If you are lucky enough to find free-range chicken eggs you can make the best yellow cake without food coloring. What a difference an egg makes!                                            Fluffy Yellow Layer Cake
2 ½ cups cake flour, plus extra for dusting pans
1 ¼ tsp baking powder
¼ tsp baking soda
¾ tsp salt
1 ¾ cups sugar; divided
10 Tbs unsalted butter, melted and cooled slightly
1 cup buttermilk, room temperature
3 Tbs vegetable oil
2 tsp vanilla extract
6 large egg yolks plus 3 large egg whites, room temperature (I used 7 medium yolks, 4 medium whites)
           Foolproof Chocolate Frosting
20 Tbs unsalted butter, softened
1 cup  confectioners' sugar
¾ cup Dutch-processed cocoa powder
 pinch of table salt
 3/4 cup light corn syrup
 1 tsp vanilla extract
 8 oz milk chocolate, melted and cooled slightly
350 oven.
1. Grease  two 9-inch cake pans and line bottoms with parchment paper.
Grease paper rounds, dust pans with flour.

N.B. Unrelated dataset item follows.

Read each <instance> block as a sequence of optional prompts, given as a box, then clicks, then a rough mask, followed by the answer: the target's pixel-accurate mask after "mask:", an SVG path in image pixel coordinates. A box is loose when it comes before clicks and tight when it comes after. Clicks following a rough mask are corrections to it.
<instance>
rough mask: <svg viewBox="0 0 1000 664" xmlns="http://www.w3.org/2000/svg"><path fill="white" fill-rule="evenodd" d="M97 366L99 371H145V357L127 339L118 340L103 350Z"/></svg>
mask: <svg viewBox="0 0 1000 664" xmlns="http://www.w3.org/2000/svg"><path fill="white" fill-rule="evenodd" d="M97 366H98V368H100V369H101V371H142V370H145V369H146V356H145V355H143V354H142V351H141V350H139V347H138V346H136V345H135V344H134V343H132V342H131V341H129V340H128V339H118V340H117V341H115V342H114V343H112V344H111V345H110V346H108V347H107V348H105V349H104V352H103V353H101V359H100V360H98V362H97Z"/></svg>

2. Whisk flour, baking power, baking soda, salt, and l 1/2 cups sugar
together.  Whisk together melted butter, buttermilk, oil, vanilla, and
yolks.
3. Beat egg whites at until foamy, about 30 seconds. With machine running,
gradually add remaining 1/4 cup sugar; continue to beat until stiff peaks
form, 30 to 60 seconds (whites should hold peak but mixture should appear
moist).  Transfer to bowl and set aside.
4. Add flour mixture to bowl with whisk attachment.  With mixer running at low speed, gradually pour in butter mixture and mix until almost incorporated (a few streaks of dry flour will remain), about 15 seconds.  Scrape whisk and sides of bowl.  Return mixer to medium-low speed and beat until smooth and fully combined, 10 to 15 seconds.
5. Stir 1/3 of whites into batter to lighten, then add remaining whites and gently fold into batter until no white streaks remain. Divide batter evenly between prepared pans. Lightly tap pans against counter 2 or 3 times to dislodge any large air bubbles.
6. Bake until cake layers begin to pull away from sides of pans and toothpick inserted into center comes out clean, 20 to 22 minutes.  Cool on wire rack for 10 minutes. With a small knife, loosen cakes from sides of pan, and then invert onto greased wire rack and peel off parchment. Invert cakes again and cool completely on rack, about 1 1/2 hours.
Chocolate Frosting
1. In food processor, process butter, sugar, cocoa, and salt until smooth,
about 30 seconds, scraping sides of bowl as needed.  
Add corn syrup and
vanilla and process until just combined, 5 to 10 seconds.  Scrape sides of
bowl, then add chocolate and pulse until smooth and creamy, 10 to 15
seconds.
Adapted from Cook's Illustrated - a great reliable magazine for recipes.